Alaska’s Juneau ice field is melting at an ‘extremely alarming’ rate, scientists say

One of North America’s largest areas of interconnected glaciers is melting twice as fast as before 2010, a team of scientists said Tuesday, in what they called an “extremely worrying” sign that the land’s ice in many countries may disappear even faster than previously thought. .

The Juneau Ice Field, which stretches across the coastal mountains of Alaska and British Columbia, lost 1.4 cubic miles of ice per year between 2010 and 2020, the researchers estimated. That’s a sharp acceleration from previous decades, and even sharper when compared to the mid-20th century or earlier, the scientists said. However, the ice field has shed a quarter of its volume since the late 18th century, which was part of a period of glacial expansion known as the Little Ice Age.

As societies add more and more planet-warming carbon dioxide to the atmosphere, glaciers in many areas may pass tipping points beyond which their melting accelerates rapidly, said Bethan Davies, a glaciologist at the University of Newcastle in England, who led the new research.

“If we reduce the carbon, then we have more hope of maintaining these amazing ice masses,” said Dr. Davies. “The more carbon we put in, the more we risk their irreversible and complete removal.”

The fate of Alaska’s ice is of tremendous importance to the world. In no other region of the planet is melting glaciers projected to contribute more to global sea-level rise this century.

The Juneau Icefield covers 1,500 square miles of rugged landscape north of Juneau, the state capital. The region has become warmer and rainier over the past half-century, meaning a longer melting season for glaciers and less snow to replenish them.

The ice field includes 1050 glaciers. Or at least it did in 2019.

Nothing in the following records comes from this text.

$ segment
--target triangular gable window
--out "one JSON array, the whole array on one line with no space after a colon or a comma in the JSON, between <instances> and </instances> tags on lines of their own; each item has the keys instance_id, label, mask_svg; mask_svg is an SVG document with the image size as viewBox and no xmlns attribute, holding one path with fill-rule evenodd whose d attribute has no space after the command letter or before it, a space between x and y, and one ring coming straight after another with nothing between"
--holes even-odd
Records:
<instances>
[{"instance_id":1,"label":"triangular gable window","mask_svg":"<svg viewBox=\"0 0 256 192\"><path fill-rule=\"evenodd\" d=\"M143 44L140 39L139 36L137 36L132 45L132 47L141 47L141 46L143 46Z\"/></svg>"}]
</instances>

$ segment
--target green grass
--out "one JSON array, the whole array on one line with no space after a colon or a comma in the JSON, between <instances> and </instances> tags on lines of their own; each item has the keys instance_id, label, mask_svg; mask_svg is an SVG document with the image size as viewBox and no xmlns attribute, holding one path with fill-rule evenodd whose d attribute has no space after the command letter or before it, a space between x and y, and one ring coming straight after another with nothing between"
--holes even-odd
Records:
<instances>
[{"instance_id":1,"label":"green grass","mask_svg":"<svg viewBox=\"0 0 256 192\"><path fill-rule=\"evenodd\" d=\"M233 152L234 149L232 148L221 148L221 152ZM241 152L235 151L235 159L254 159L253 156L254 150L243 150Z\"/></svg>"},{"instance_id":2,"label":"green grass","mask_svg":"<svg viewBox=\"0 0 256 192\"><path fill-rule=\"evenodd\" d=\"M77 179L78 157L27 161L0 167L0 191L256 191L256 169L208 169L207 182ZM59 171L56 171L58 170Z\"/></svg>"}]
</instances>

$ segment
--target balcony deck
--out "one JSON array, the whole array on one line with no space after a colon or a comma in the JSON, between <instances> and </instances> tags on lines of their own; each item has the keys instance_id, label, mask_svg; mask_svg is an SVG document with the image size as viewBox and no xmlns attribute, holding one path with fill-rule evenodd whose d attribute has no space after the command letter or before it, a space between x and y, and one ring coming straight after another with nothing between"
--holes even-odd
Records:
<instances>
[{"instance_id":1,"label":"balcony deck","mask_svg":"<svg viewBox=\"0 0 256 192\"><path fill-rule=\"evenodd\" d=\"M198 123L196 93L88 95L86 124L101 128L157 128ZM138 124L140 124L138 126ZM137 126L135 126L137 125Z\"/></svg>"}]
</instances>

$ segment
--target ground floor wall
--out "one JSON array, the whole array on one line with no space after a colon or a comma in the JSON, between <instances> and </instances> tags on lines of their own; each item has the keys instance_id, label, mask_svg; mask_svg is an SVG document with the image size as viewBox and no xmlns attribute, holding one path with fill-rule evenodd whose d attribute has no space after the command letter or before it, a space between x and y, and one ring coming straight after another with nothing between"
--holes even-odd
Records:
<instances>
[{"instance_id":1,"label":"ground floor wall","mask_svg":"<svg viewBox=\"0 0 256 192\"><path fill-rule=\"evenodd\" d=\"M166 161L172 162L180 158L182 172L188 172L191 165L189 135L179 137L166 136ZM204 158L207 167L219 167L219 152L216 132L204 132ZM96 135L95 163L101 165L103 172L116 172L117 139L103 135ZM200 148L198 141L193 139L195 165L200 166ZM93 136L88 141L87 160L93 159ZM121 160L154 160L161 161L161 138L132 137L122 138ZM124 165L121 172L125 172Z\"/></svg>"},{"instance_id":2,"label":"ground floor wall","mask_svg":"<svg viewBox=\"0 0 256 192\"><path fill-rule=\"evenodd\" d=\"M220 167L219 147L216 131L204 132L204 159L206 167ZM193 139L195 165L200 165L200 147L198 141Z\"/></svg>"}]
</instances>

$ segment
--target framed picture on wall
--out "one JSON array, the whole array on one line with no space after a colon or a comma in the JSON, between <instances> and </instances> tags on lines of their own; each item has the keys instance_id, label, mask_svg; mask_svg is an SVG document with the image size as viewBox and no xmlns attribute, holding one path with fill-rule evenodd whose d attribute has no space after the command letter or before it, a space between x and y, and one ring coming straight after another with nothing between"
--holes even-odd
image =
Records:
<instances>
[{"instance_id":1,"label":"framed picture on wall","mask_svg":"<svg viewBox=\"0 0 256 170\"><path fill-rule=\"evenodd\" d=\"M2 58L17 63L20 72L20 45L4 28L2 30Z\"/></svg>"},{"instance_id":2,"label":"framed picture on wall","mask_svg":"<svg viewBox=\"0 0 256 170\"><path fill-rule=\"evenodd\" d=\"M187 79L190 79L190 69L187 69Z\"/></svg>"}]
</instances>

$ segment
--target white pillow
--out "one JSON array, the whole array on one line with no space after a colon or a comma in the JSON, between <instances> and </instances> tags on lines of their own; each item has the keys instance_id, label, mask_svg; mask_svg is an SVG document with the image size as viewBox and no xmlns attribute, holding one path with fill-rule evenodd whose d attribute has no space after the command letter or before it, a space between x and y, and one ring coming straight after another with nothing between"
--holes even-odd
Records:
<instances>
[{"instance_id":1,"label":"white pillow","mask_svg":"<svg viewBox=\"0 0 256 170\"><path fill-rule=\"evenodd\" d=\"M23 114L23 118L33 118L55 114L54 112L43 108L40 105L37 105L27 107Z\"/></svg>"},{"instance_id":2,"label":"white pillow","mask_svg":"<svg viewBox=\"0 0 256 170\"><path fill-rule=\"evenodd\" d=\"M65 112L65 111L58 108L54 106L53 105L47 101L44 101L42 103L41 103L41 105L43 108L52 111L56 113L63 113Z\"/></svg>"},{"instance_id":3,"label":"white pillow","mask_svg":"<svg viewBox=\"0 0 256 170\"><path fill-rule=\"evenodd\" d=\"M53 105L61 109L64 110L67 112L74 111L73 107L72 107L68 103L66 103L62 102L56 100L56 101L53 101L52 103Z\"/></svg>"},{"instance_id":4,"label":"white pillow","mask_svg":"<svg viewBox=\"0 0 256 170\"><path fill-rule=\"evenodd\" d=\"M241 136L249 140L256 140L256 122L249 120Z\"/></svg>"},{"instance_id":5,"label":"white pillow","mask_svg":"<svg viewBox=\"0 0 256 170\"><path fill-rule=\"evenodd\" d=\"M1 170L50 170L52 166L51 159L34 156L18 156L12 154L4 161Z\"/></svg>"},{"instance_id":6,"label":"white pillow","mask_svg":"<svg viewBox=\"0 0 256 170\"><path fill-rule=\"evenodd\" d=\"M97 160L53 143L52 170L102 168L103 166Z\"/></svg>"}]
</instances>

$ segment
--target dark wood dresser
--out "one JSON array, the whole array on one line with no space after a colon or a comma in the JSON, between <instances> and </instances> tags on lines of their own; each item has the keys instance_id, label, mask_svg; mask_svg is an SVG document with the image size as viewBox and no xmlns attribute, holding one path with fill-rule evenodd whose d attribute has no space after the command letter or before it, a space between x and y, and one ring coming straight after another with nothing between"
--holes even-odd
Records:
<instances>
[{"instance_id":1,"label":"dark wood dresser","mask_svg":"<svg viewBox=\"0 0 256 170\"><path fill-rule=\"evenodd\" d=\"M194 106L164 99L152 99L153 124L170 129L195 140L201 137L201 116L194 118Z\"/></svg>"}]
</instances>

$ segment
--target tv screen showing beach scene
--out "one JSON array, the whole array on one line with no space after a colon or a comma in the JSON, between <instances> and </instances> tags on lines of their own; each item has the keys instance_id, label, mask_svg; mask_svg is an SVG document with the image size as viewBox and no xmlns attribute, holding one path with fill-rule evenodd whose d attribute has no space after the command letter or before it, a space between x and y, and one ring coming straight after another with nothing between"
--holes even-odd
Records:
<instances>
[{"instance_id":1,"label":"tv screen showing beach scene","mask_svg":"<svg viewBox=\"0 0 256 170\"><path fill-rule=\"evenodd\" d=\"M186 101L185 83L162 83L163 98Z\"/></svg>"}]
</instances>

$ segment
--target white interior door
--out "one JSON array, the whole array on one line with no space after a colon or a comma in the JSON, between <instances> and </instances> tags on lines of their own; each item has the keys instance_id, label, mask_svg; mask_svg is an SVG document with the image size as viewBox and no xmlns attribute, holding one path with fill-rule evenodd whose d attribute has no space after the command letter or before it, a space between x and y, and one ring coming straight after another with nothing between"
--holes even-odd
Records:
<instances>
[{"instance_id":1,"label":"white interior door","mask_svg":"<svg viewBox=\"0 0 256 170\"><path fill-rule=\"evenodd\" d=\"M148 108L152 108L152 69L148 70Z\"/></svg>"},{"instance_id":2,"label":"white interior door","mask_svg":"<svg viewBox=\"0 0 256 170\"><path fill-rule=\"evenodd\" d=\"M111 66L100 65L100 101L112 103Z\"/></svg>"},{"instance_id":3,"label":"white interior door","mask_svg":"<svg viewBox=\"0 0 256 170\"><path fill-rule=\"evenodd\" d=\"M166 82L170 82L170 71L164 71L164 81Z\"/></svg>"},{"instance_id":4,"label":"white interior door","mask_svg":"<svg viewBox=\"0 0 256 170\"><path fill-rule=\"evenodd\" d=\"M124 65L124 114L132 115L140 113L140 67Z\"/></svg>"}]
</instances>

To reconstruct how the ice evolved over the previous two and a half centuries, Dr. Davies and her colleagues combined decades of glacier measurements with information from satellite images, aerial photographs, maps and surveys. They looked at tree-ring studies and peat to understand the past environment. They also went out on the ice themselves to double-check what they saw from the satellites.

The changes they have discovered are sweeping.

Every single one of the ice field’s glaciers retreated between 1770 and 2019, the scientists found. More than 100 glaciers disappeared completely. Nearly 50 new lakes were formed when the glaciers melted and the water accumulated.

The scientists also found that the rate at which the ice field lost volume slowed somewhat in the mid-20th century. It increased after 1979, then accelerated further after 2005.

This acceleration, the scientists said, may have to do with how the ice’s whiteness — its albedo, as glaciologists call it — affects melting and vice versa. As snowfall decreases, more rocks and boulders in the ice are exposed. These dark colored surfaces absorb more solar radiation, causing the ice around them to melt even faster. Tourism and wildfires are also depositing soot and dust on the surface of the glaciers, further accelerating the melting.

Another factor, said Dr. Davies and her colleagues, is that as the ice field thins, more of its area lies at a lower altitude. This exposes more of its wide, flat surface to the warmer air, making it thin even faster.

Scientists have been aware that glacier melt is affected by these kinds of self-enforcing feedbacks, said Martin Truffer, a physicist at the University of Alaska Fairbanks who was not involved in the new research. In general, however, models of glacial change still do not include enough of these physical complexities, said Dr. Davies. “If you want to know how this ice field is going to behave, you want to know that the physics is realistic,” she said.

However, she added, science is advancing rapidly. Last year, researchers released projections of how each glacier on Earth will evolve depending on what humanity does or fails to do about global warming.

The scientific achievement was significant, even if the conclusion was not encouraging. According to projections, even if nations meet the Paris Agreement’s goal of limiting warming to 1.5 degrees Celsius above pre-industrial conditions, roughly half of the world’s glaciers, some 104,000 of them, could disappear by 2100.